If you have any teenagers in your life, you’ve probably been witness to the emotional rollercoaster that is adolescence. You may have a hard time keeping up with all their ups and downs, with emotions shifting from extreme elation one minute to utter despair the next. But why is teen emotional life so rocky, and how is it different from our emotional experience at other ages?
In a recent study, researchers from Harvard and the University of Washington attempted to map the development of something called emotion differentiation, which is the ability to know and accurately label distinct emotions in yourself. This is a sign of good mental health, as those with high emotion differentiation tend to use effective coping strategies in difficult situations instead of turning to alternatives like alcohol or aggression.
The study asked participants ages 5 to 25 to look at a series of unpleasant images, such as a baby crying, and rate how much they felt five negative emotions: angry, disgusted, sad, scared, and upset. Their scores were analyzed to see how often they experienced a certain emotion independently from the other four emotions.
Ultimately, the researchers found that adolescents tended to experience many emotions simultaneously, but they differentiated them poorly. In other words, a teenager might consistently feel angry and sad together, indicating that it is difficult for them to distinguish between the two.
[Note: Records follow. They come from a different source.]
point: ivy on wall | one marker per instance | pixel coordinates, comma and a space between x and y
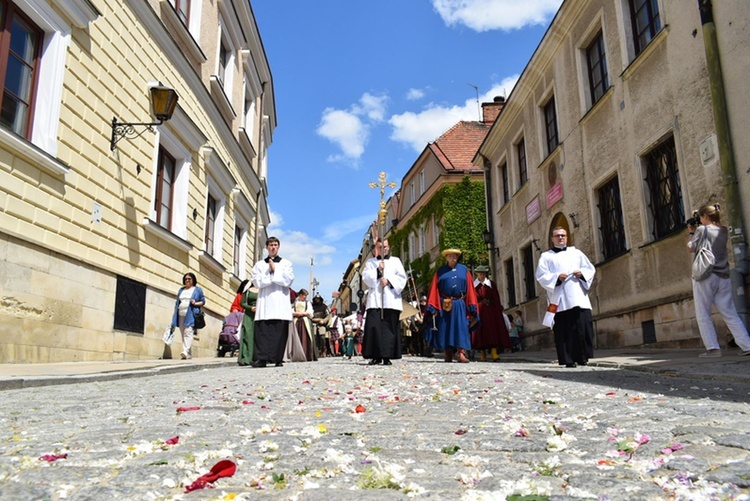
460, 212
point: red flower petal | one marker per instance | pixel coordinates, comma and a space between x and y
224, 468
186, 409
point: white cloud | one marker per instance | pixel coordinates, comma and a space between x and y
371, 106
340, 229
350, 129
418, 129
485, 15
414, 94
345, 130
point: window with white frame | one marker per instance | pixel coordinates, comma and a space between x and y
225, 60
35, 40
596, 68
523, 175
237, 246
170, 184
244, 216
505, 181
248, 110
645, 22
550, 125
220, 184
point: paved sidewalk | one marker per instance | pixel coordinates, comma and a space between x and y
671, 362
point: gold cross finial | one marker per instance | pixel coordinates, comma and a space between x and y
382, 185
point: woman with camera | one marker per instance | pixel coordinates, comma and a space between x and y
716, 289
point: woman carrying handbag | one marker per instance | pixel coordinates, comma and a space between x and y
189, 301
714, 288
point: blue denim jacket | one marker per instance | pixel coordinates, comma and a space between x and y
189, 318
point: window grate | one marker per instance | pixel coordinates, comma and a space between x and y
646, 22
663, 180
130, 305
510, 282
649, 332
612, 229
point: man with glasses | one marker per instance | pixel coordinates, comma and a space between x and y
272, 276
566, 274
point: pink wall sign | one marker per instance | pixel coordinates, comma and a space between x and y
533, 210
554, 194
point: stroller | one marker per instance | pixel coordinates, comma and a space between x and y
229, 338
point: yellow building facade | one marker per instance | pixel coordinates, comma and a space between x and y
97, 230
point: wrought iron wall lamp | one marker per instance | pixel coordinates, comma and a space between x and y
163, 104
489, 240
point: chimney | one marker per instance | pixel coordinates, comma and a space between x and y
490, 111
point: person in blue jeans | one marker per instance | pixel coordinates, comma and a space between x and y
190, 299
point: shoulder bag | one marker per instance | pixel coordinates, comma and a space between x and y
199, 319
703, 262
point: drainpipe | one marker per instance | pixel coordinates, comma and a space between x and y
726, 155
488, 205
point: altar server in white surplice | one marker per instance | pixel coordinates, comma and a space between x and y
385, 276
566, 274
272, 276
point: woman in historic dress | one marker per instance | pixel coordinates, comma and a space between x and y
247, 331
236, 304
302, 312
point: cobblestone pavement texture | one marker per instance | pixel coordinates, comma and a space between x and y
338, 429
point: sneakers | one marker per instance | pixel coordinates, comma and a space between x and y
710, 354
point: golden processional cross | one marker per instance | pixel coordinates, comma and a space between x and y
382, 213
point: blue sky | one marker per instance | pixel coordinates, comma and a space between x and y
362, 87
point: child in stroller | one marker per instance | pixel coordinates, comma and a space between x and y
229, 338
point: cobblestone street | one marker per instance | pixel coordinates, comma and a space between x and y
420, 428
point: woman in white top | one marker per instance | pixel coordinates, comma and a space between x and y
190, 298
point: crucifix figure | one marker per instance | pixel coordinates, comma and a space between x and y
382, 213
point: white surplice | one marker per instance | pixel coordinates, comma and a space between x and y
273, 290
573, 291
390, 296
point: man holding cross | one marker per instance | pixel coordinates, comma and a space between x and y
384, 275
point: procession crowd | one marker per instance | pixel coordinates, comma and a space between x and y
461, 316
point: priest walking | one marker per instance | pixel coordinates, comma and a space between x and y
566, 274
385, 277
272, 276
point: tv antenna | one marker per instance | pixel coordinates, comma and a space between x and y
479, 111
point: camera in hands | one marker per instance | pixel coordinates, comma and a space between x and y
694, 220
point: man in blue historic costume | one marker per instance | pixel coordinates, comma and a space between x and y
272, 276
385, 277
566, 274
452, 301
492, 333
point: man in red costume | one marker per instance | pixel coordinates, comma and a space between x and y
493, 331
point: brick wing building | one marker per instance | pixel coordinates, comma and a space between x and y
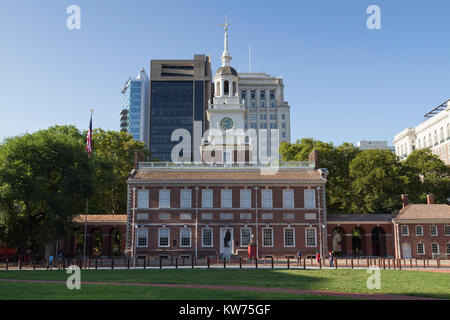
180, 211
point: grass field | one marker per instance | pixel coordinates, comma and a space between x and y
411, 283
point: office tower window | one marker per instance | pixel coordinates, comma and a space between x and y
267, 237
163, 237
246, 234
207, 237
143, 199
185, 237
207, 198
289, 237
142, 237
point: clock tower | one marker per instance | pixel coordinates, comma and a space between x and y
226, 140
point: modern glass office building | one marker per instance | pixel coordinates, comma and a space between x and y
134, 114
180, 93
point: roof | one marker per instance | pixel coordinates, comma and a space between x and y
226, 176
102, 218
424, 212
361, 217
226, 70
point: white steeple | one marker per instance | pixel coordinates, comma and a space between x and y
226, 58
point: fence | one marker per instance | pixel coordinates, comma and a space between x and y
234, 262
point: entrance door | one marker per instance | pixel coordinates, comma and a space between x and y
226, 238
406, 250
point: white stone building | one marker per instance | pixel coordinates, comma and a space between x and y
433, 133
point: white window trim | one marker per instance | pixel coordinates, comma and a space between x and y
162, 191
241, 243
287, 205
242, 202
223, 203
204, 191
437, 231
262, 234
139, 197
407, 229
424, 249
263, 201
315, 238
137, 237
418, 234
159, 238
212, 237
293, 237
190, 238
306, 191
184, 191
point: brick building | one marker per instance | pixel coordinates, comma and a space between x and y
180, 211
422, 230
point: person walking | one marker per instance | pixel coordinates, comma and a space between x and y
331, 258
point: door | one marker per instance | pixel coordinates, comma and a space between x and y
406, 250
226, 239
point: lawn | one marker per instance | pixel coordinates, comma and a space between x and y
412, 283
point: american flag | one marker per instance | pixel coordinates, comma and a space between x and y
89, 139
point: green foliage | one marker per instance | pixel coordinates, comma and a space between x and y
45, 178
372, 181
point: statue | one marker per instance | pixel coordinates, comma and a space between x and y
226, 239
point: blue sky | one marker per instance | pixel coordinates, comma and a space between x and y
343, 81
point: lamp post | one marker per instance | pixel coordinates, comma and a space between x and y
257, 227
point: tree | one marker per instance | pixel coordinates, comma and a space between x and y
428, 174
45, 178
378, 181
113, 160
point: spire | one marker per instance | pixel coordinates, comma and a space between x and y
226, 58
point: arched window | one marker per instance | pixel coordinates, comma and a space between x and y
218, 88
226, 88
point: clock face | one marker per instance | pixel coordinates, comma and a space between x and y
226, 123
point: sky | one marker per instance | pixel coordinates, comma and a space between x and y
344, 82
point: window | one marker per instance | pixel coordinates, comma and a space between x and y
143, 199
288, 198
246, 201
311, 240
207, 237
266, 197
164, 198
267, 237
289, 237
185, 237
405, 231
447, 230
207, 198
434, 248
142, 237
419, 231
163, 237
420, 248
433, 230
186, 198
246, 234
310, 199
227, 201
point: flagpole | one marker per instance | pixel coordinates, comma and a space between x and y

“It’s possible that increases in co-experienced emotions make it more difficult for teens to differentiate and regulate their emotions, potentially contributing to risk of mental illness,” explains lead author Erik Nook. Adolescence is “a period of more murkiness in what emotions one is feeling.”
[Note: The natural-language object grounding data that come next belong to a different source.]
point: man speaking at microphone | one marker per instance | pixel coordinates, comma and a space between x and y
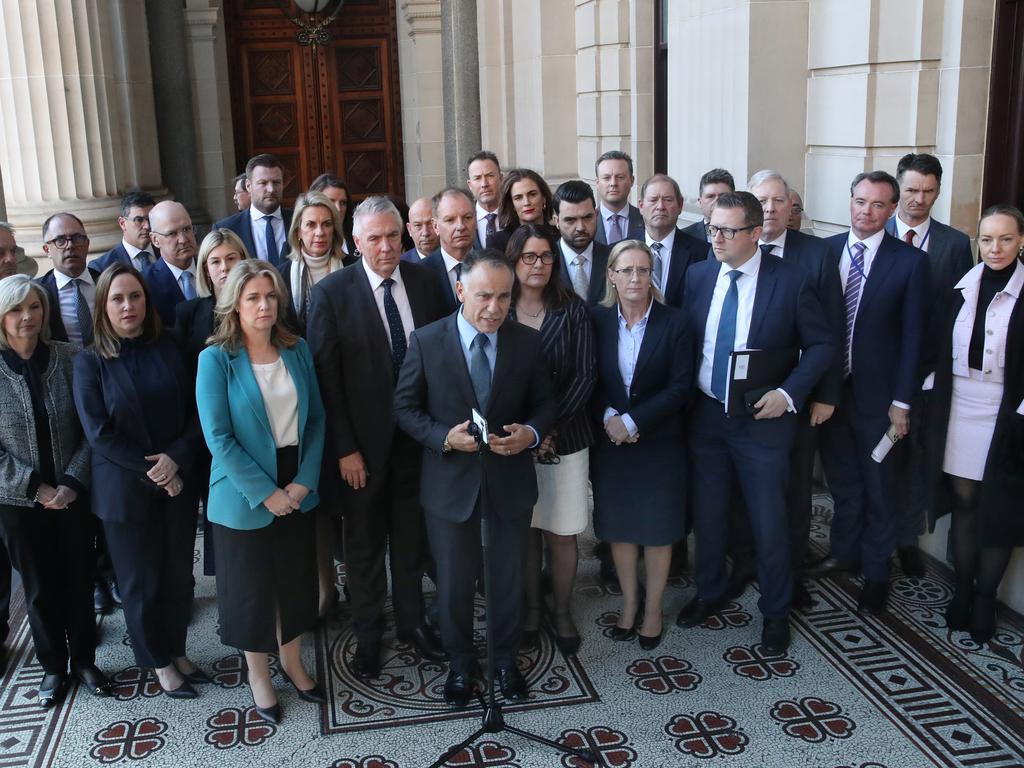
474, 359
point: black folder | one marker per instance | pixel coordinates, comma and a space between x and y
756, 372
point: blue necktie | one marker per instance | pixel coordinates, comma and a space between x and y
271, 242
83, 314
726, 338
479, 370
187, 286
394, 327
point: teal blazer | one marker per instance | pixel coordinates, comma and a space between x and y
238, 432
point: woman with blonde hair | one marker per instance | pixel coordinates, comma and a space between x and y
261, 413
44, 504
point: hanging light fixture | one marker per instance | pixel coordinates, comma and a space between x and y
312, 28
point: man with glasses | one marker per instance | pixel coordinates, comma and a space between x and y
172, 278
135, 247
741, 300
263, 225
674, 251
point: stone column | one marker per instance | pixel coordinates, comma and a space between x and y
78, 113
172, 91
460, 68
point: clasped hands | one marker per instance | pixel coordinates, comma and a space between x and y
287, 500
519, 438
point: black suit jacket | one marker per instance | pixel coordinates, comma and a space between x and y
686, 251
890, 326
164, 291
598, 272
352, 354
435, 263
49, 283
633, 221
949, 257
434, 393
242, 224
811, 254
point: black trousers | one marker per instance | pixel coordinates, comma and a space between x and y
386, 515
52, 551
798, 503
456, 547
153, 560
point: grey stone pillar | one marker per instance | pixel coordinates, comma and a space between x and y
172, 92
460, 67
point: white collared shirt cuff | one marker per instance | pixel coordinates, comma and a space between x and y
788, 400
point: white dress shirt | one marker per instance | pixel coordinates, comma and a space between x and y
845, 264
920, 231
66, 293
450, 264
399, 296
259, 231
666, 254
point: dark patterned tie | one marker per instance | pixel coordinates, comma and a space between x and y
394, 327
83, 313
479, 370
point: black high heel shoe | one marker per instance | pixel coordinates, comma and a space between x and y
627, 633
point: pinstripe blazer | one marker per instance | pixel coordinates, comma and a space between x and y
18, 450
567, 341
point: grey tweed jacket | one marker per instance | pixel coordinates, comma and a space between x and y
18, 450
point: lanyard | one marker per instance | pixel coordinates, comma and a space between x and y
853, 261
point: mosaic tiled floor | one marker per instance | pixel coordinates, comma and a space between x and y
899, 691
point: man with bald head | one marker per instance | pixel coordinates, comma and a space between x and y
172, 276
421, 229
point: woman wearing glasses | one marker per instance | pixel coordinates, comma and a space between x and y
542, 300
644, 379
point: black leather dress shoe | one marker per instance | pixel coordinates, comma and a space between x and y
101, 601
512, 683
775, 636
829, 564
872, 597
458, 689
911, 562
696, 611
367, 659
426, 642
739, 579
94, 681
51, 690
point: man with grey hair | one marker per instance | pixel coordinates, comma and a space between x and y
358, 328
811, 254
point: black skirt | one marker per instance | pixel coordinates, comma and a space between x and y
266, 573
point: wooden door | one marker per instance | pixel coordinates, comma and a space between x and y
334, 108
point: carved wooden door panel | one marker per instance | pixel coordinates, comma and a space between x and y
334, 109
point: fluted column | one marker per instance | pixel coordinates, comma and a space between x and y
79, 117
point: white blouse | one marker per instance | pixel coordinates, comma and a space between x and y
280, 399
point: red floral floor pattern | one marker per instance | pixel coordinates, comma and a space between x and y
894, 691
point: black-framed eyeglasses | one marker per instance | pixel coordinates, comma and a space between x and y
188, 229
530, 258
629, 271
727, 231
62, 241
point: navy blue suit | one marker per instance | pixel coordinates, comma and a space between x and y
435, 263
887, 343
242, 224
49, 283
949, 258
164, 291
686, 251
786, 314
I can relate as I think back to my first school dance, which was filled with excitement at the thought of scoring a dance with my crush and intense anxiety about having to show off my dance moves in front of all my friends. The result was an emotional melting pot that might help to explain why those dance moves turned out so awkward.
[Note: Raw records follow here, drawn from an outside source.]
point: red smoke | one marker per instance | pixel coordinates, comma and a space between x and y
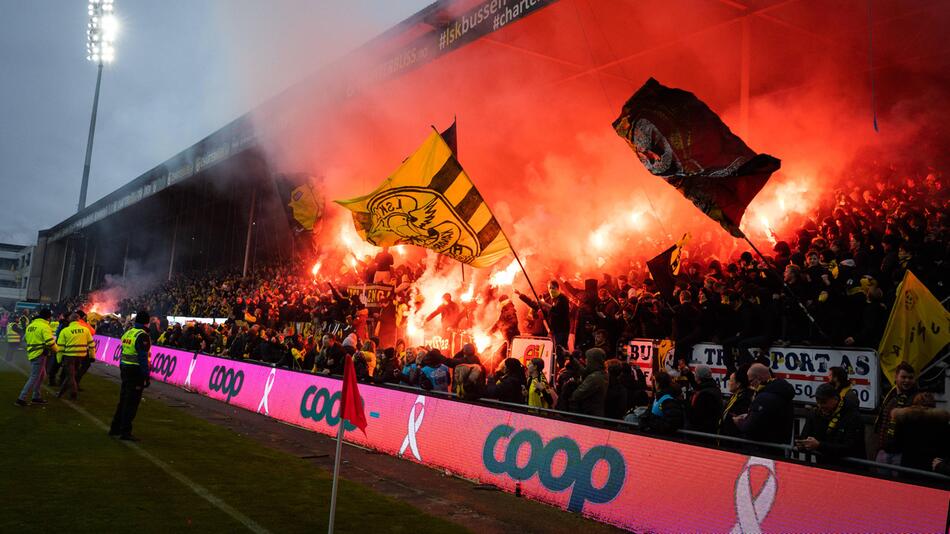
535, 101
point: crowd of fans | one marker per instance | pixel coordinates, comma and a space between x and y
831, 282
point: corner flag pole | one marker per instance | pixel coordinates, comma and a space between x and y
336, 466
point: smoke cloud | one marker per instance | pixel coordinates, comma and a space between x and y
535, 125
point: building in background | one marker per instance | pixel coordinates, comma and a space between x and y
14, 273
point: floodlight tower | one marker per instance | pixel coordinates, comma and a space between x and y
100, 49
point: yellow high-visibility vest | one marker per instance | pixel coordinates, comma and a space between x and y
39, 337
76, 341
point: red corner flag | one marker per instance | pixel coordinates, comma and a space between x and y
351, 400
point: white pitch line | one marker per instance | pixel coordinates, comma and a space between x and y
199, 490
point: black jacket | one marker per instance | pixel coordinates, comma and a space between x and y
771, 414
705, 406
845, 439
922, 434
738, 406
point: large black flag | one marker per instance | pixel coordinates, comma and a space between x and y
666, 266
678, 137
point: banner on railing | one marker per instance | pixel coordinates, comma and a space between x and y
803, 367
372, 296
628, 480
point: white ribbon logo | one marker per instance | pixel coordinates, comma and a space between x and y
191, 369
267, 387
751, 510
414, 423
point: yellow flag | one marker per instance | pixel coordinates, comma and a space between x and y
918, 329
430, 201
305, 207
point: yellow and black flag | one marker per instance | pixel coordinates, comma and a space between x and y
917, 330
303, 203
666, 267
430, 201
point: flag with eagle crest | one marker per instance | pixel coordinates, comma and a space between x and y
430, 201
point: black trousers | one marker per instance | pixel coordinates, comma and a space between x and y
130, 395
52, 369
71, 365
83, 367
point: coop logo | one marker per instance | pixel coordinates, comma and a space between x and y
226, 381
578, 469
533, 351
163, 365
318, 404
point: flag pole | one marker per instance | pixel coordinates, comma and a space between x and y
510, 246
785, 286
336, 466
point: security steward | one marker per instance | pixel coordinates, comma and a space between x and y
40, 345
14, 335
134, 368
76, 345
86, 362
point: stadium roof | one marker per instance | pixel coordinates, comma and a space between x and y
614, 41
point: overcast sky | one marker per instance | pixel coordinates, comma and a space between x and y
183, 69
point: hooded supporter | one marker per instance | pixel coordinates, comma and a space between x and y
771, 414
922, 432
435, 374
834, 428
511, 384
590, 396
705, 404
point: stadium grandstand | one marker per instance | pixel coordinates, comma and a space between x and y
631, 365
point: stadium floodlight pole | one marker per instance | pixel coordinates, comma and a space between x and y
100, 40
336, 468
The researchers found that children had higher emotion differentiation than teens—but not necessarily because their emotional awareness was more evolved. Instead, they tended to only experience one emotion at a time. When my four-year-old is mad, he knows it and so does everyone else!
Adults, on the other hand, had higher emotion differentiation than adolescents—but not because they were only experiencing one emotion at a time. Adults also experienced many emotions simultaneously, but they seemed to have gotten better at distinguishing between them. So when my four-year-old gets mad and I start to feel both sad and frustrated, I can recognize that I feel sad because my son is upset but frustrated because I just want him to put his shoes on!
If the skill of differentiating emotions is so important, can teenagers get better at it, or do they just have to accept the old adage that “you’ll understand when you’re older”?
One strategy that has shown some promise in helping young people to manage their emotions is to directly teach self-regulation. As evidence continues to come out showing that self-control provides immense benefits, researchers have found that learning to manage distress and foster empathy can help adolescents to improve their self-regulation skills.
Another recent study, albeit conducted among adults, suggests that emotion differentiation can be enhanced through the practice of mindfulness. The process of bringing attention to one’s inner mental state without judgment seems to help people distinctly label emotions they are experiencing. These promising results indicate that practicing mindfulness might be an avenue worth pursuing for teenagers—or any of us who struggle with the rollercoaster of emotions.